Después de habernos recordado las grandes verdades de la muerte, juicio, infierno y cielo, S. Benito  propone en los siguientes instrumentos unos consejos más especiales para los monjes y traza los rasgos de las virtudes más esenciales.
Nuestra vida se compone de muchos actos y recibe el valor de ellos. Si sin buenos nuestra vida será buena. Si nuestras acciones son tibias o malas, nuestra vida será tibia o mala.
De aquí el cuidado con el que tenemos que velar para que estas riquezas  que llevamos en nuestras manos, no dejarlas perder y así no tendremos que dar una cuenta  terrible el último día. El mal es más fácil de cometer, y el bien es más difícil de hacer.

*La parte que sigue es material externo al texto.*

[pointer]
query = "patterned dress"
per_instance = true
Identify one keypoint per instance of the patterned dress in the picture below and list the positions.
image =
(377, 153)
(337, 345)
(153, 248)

Para que nuestros actos sena buenos, es necesario que todo en ellos sea bueno: objeto, el fin, las circunstancias.
Tres enemigos se disputan nuestras acciones. El demonio, el mundo y la carne.
El demonio está al acecho para impedir que obremos el bien. Su odio a Dios se vuelve contra su imagen que es el hombre y da vueltas como león rugiente, buscando a quien  devorar. Quiere devorar cada una de  nuestras acciones en su mismo nacimiento. Cuan necesario es estar despiertos para no dejarnos sorprender.
El mundo no puede suportar el bien en  nosotros. No tiene  valor de hacer el bien y nos envía  por encima de nuestros muros, sus emponzoñadas máximas y criterios. Incluso dentro del monasterio, el respeto humano, puede hacer sus estragos. Pueden ser pequeñas envidias, apreciaciones interesadas, ejemplos no edificantes.  Puede constituir un escollo en nuestro caminar.
En fin nuestra carne, nuestra naturaleza caída tiene horror al sacrificio,  tanto como su sed de placer, y busca como huir a la vista del sacrificio.
Buscarnos a nosotros mismos en nuestras acciones, este es el enemigo que principalmente debemos vigilar. Y tanto más tenemos que vigilar, cuanto ese amor a nosotros mismos, es muy sutil para esconderse bajo la apariencia de virtud. Busca por encima de todo contentarse a sí mismo, en lugar de buscar el contento de Dios. Puede incluso encontrar su satisfacción en las mismas penitencias, en la oración, en el silencio o en la conversación. Podemos buscarnos a nosotros mismos, tanto en las lecturas piadosas como en las frívolas, en el trabajo como en el reposo. Se puede manifestar tanto en una regularidad farisaica, que con  la disipación y un dejarse llevar. Tenemos que vigilar nuestro amor propio para no peder toda nuestra vida en su servicio.
De aquí que S. Benito nos propone examinar nuestra conducta no tres veces al día, como S. Ignacio, sino continuamente, a todas horas.